Subfamilia Dolichoderinae

Longino, J.T.

Las dolicoderinas no tienen postpecíolo. El pecíolo varía desde un nudo grueso a un nudo fino en forma de escama, el cual algunas veces es inclinado hacia adelante y muy dificil de ver (Fig___). No tienen aguijón. En la punta del abdomen hay una ranura transversal por la cual expelen sustancias químicas defensivas. Estas sustancias defensivas son similares en toda la subfamilia y tienen un olor característico el cual puede ser usado como rasgo característico de la subfamilia. Cuando una dolicoderina es aplastada y es olida, se percibe un fuerte olor a queso o coco descompuestos. Las dolicoderinas son hormigas principalmente arborícolas y la mayoría de ellas son carroñeras generalizadas o se mantienen de sustancias azucaradas producidas por homópteros. Las colonias generalmente son grandes y las obreras pueden ser monomórficas o polimórficas.

El género Dolichoderus contiene especies de tamaño medio, con obreras monomórficas, frecuéntemente con espinas o dientes sobre el tórax. Dolichoderus bispinosus es una hormiga robusta y agresiva, la cual es muy comun en charrales. Azteca es el género de dolicoderinas más rico en especies en Costa Rica. Las obreras son siempre lisas, sin espinas y polimórficas. Las especies de Azteca son miembros dominantes de la comunidad de las copas de los árboles, algunas anidan en ramas secas, otras construyen nidos externos de cartón y algunas anidan sólo en tallos vivos de especies particulares de plantas. La asociación hormiga-planta más llamativa en los neotrópicos húmedos es la que existe entre los árboles de guarumo (Cecropia) y varias especies de Azteca.

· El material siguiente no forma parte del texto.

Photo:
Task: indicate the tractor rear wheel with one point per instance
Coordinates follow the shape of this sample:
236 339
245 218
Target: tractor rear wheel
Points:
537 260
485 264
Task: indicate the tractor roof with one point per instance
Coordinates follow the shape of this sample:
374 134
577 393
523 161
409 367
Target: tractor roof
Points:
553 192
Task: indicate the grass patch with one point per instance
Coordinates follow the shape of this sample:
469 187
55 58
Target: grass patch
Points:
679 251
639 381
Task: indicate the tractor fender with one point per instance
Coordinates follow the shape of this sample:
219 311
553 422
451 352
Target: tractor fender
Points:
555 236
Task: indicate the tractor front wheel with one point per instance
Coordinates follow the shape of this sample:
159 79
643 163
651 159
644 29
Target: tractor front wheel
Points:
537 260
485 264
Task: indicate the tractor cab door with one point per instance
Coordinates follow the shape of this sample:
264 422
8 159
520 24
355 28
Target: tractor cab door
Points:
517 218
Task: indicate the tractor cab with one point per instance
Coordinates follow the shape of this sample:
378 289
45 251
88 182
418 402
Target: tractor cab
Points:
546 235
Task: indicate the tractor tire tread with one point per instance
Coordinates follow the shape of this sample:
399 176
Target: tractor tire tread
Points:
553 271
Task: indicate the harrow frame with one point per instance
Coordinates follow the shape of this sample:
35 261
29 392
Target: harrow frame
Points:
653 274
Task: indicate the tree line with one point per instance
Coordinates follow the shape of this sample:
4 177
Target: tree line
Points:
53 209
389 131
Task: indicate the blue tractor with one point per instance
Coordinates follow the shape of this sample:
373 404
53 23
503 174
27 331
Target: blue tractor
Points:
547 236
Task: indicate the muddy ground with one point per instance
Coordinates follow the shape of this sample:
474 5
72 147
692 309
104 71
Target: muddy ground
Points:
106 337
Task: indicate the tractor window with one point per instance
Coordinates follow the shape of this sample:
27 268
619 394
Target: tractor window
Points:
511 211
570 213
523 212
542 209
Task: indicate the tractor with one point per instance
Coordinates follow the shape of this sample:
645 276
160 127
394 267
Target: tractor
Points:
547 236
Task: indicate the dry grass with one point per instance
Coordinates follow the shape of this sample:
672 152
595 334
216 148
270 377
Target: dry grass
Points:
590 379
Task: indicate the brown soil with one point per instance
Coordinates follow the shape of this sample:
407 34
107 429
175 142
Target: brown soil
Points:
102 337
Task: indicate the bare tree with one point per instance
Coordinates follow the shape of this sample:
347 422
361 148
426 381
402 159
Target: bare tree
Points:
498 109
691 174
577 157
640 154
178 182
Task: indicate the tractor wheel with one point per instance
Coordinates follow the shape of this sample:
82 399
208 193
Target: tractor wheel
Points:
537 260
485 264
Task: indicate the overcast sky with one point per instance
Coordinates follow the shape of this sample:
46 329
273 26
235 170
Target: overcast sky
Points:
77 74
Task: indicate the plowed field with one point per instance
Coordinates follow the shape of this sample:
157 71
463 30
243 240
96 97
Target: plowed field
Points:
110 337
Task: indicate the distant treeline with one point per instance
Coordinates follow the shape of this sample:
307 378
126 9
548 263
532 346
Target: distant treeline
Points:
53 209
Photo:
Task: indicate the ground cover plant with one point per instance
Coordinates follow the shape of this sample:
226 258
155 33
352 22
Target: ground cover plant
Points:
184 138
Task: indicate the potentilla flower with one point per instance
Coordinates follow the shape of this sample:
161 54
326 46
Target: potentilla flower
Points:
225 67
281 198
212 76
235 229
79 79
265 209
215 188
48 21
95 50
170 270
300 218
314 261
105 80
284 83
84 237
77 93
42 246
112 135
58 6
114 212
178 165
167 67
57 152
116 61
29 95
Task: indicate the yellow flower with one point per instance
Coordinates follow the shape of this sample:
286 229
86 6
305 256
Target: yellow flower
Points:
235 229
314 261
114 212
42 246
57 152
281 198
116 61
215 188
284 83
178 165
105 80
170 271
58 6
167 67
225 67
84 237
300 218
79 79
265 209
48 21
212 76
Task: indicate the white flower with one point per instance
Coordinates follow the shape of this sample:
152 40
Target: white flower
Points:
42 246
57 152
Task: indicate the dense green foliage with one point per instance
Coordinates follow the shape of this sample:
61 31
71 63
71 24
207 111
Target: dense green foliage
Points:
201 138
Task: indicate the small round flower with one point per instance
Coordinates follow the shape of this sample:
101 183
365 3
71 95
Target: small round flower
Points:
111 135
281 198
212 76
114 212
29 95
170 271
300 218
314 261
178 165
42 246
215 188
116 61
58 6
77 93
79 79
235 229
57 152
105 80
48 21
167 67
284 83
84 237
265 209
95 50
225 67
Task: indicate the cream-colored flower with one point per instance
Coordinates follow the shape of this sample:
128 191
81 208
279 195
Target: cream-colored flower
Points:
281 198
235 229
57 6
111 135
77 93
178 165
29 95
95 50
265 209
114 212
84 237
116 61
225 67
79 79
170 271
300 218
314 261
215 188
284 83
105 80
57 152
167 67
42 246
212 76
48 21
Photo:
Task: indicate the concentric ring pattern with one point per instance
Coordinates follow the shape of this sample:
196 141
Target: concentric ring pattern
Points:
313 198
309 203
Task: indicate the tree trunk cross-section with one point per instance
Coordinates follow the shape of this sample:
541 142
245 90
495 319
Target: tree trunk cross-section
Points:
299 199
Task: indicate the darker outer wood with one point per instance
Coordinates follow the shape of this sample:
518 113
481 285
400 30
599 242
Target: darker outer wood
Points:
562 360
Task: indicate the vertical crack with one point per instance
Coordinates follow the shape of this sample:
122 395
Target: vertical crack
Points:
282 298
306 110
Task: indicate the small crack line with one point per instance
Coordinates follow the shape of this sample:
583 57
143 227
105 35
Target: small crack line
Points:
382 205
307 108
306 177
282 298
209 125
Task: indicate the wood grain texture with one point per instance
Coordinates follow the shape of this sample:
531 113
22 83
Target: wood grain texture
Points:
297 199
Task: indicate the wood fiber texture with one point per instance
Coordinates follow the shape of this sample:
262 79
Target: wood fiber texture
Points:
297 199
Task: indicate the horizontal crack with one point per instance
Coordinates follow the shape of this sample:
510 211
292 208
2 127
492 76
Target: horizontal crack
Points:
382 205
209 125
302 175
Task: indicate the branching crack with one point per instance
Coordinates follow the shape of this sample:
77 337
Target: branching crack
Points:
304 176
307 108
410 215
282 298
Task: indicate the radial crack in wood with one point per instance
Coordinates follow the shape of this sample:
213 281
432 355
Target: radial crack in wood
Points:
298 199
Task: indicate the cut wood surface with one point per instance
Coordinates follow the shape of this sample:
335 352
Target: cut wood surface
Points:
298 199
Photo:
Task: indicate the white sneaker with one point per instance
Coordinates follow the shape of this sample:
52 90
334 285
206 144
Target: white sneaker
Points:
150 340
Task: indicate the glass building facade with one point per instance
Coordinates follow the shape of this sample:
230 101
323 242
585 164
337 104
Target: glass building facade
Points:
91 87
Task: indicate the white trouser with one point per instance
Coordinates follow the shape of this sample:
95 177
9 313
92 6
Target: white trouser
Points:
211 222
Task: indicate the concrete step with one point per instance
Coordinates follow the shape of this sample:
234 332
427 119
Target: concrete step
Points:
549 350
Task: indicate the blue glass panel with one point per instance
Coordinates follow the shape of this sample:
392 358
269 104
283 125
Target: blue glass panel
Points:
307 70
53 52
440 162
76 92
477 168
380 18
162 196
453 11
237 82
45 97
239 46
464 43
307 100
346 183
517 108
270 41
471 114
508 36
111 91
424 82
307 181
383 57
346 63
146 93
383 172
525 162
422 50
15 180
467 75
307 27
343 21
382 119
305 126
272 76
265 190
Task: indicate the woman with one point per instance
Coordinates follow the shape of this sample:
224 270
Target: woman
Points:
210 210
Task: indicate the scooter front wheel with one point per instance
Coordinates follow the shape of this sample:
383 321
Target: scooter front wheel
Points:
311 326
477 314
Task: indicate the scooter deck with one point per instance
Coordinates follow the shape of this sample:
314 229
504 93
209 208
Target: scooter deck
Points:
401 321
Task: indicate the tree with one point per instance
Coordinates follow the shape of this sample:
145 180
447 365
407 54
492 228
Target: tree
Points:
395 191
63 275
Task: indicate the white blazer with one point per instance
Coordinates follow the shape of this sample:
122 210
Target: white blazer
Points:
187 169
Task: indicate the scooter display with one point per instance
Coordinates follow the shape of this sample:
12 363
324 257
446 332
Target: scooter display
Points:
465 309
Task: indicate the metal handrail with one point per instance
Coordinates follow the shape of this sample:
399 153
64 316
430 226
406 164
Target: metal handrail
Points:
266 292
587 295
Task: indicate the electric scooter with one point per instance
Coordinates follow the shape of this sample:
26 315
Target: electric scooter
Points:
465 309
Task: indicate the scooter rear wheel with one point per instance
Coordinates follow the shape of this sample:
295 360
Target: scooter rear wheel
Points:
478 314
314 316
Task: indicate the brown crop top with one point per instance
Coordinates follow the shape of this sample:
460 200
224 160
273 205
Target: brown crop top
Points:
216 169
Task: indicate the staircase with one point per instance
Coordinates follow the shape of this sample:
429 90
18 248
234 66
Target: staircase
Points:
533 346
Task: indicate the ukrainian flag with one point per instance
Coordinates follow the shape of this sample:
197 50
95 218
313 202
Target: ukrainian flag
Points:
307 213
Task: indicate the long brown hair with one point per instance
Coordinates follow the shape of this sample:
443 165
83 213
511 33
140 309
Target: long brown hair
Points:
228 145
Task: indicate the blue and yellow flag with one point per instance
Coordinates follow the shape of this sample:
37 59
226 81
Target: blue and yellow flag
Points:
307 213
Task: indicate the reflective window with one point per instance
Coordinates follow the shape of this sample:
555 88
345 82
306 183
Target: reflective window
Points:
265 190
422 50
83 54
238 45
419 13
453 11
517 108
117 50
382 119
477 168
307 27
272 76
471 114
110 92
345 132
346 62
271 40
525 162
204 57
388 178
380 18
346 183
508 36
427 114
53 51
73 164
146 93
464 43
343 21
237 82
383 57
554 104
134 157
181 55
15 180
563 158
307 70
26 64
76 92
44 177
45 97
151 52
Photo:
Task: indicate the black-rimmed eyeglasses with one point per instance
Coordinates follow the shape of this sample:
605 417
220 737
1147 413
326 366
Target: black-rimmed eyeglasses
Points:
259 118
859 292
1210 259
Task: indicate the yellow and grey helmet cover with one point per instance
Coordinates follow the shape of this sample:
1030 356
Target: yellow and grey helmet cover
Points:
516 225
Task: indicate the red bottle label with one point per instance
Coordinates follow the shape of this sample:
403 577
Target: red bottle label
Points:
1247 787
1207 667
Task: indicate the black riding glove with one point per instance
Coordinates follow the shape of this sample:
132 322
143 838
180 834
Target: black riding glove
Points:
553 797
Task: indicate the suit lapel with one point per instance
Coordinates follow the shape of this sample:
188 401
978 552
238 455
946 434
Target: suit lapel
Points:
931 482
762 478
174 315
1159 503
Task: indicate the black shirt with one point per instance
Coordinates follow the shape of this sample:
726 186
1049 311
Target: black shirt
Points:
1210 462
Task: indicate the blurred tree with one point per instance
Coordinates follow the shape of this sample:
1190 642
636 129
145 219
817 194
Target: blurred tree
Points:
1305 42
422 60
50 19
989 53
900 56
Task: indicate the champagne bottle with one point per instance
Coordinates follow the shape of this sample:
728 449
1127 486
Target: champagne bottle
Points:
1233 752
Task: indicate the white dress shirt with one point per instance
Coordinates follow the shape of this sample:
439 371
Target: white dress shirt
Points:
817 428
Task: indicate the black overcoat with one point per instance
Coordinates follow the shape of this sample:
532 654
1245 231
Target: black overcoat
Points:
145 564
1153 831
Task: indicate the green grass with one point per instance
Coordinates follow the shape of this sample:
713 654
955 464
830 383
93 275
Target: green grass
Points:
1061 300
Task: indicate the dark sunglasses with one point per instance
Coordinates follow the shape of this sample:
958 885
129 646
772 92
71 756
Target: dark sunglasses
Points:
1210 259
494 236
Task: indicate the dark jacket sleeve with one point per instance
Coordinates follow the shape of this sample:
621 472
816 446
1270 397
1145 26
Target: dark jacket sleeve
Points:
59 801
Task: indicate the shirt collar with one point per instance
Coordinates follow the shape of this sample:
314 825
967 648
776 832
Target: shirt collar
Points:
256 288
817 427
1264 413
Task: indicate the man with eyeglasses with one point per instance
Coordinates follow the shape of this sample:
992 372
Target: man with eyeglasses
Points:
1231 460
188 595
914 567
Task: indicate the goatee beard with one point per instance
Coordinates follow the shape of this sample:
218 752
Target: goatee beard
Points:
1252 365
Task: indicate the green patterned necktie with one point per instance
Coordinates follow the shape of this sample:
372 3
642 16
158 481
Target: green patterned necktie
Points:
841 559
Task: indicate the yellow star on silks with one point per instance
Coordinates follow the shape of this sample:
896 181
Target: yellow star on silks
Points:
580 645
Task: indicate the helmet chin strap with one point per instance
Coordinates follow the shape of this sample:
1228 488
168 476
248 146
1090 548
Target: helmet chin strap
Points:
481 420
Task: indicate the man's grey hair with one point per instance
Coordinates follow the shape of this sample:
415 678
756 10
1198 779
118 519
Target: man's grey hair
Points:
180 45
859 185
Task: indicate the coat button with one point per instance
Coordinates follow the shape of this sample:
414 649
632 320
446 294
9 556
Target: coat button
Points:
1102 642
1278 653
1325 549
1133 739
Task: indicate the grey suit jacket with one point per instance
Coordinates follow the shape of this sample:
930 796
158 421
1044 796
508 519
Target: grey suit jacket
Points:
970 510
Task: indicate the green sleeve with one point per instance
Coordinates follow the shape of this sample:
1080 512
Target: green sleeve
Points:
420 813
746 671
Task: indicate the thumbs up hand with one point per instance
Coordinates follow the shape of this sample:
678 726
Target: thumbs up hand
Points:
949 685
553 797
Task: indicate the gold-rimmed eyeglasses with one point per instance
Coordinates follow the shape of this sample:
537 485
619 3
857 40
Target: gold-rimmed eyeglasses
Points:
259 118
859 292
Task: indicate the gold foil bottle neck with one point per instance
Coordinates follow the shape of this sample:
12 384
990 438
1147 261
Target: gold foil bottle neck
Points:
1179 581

Tapinoma melanocephalum es una plaga casera de todos los trópicos que tiene en Costa Rica el apropiado nombre de hormiga loca. Esta hormiga de escazamente 1 mm de larga es común sobre las mesas de las casas, corriendo rápidamente en círculos aparentemente sin sentido. Si se observan de cerca se puede ver que estas hormigas son bicoloras, con la cabeza café oscura y el abdomen blanco.